30 March 2005

Billmon's new technique

Once known as one of the funniest, snarkiest political commentators in Blogistan, Billmon of Whisky Bar has moved into humour so dark it no longer makes you laugh. His main technique for the last seveal months has been the simple juxtaposition of quotes. Here's an example.
One in three U.S. high school students say the press ought to be more restricted, and even more say the government should approve newspaper stories before readers see them, according to a survey being released today . . . Asked whether the press enjoys "too much freedom, " not enough or about the right amount, 32% say "too much," and 37% say it has the right amount. Ten percent say it has too little.

USA Today
U.S. students say press freedoms go too far
January 31, 2005

And what's so frightening is that we're seeing the beginnings of the first post-9/11 generation --- the kids who first became aware of the news under an "Americans need to watch what they say" administration, the kids who've been told that dissent is un-American and therefore justifiably punished by a fine, imprisonment --- or the loss of your show on ABC.

Bill Maher
Kids Say the Darndest, Most Stalinist Things
February 18, 2005

Nearly all children nowadays were horrible. What was worst of all was that by means of such organizations as the Spies they were systematically turned into ungovernable little savages, and yet this produced in them no tendency whatever to rebel against the discipline of the Party.

On the contrary, they adored the Party and everything connected with it. The songs, the processions, the banners, the hiking, the drilling with dummy rifles, the yelling of slogans, the worship of Big Brother --- it was all a sort of glorious game to them. All their ferocity was turned outwards, against the enemies of the State, against foreigners, traitors, saboteurs, thought-criminals.

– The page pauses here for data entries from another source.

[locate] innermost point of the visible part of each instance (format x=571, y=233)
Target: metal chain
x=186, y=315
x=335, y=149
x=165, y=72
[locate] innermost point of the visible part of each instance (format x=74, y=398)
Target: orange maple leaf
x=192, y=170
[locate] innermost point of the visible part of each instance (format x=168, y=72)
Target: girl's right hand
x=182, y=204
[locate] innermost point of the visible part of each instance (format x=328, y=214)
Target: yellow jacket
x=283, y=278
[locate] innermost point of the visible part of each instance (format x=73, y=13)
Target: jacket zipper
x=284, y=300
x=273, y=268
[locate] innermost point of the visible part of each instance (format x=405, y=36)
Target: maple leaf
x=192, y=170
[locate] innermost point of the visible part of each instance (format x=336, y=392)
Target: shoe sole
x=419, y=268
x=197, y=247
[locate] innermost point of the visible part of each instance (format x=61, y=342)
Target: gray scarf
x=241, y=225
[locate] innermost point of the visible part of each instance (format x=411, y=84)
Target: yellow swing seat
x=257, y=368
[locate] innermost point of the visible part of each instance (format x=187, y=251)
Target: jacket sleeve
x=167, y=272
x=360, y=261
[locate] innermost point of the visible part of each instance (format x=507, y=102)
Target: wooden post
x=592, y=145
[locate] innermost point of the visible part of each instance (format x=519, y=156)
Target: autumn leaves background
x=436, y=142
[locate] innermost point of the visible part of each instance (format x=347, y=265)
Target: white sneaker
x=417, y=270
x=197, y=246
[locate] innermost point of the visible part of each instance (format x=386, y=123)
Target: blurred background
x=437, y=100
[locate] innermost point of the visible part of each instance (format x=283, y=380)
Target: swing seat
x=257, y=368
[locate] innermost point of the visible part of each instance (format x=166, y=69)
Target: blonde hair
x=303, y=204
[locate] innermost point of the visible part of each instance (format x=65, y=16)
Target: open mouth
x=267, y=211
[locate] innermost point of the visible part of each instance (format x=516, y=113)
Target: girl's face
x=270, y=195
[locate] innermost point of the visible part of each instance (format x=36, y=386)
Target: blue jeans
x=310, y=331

It was almost normal for people over thirty to be frightened of their own children. And with good reason, for hardly a week passed in which The Times did not carry a paragraph describing how some eavesdropping little sneak --- "child hero" was the phrase generally used --- had overheard some compromising remark and denounced its parents to the Thought Police.

George Orwell
1984
1948

Of course, this is a technique that I pioneered, and no doubt Billmon will we crediting me any day now.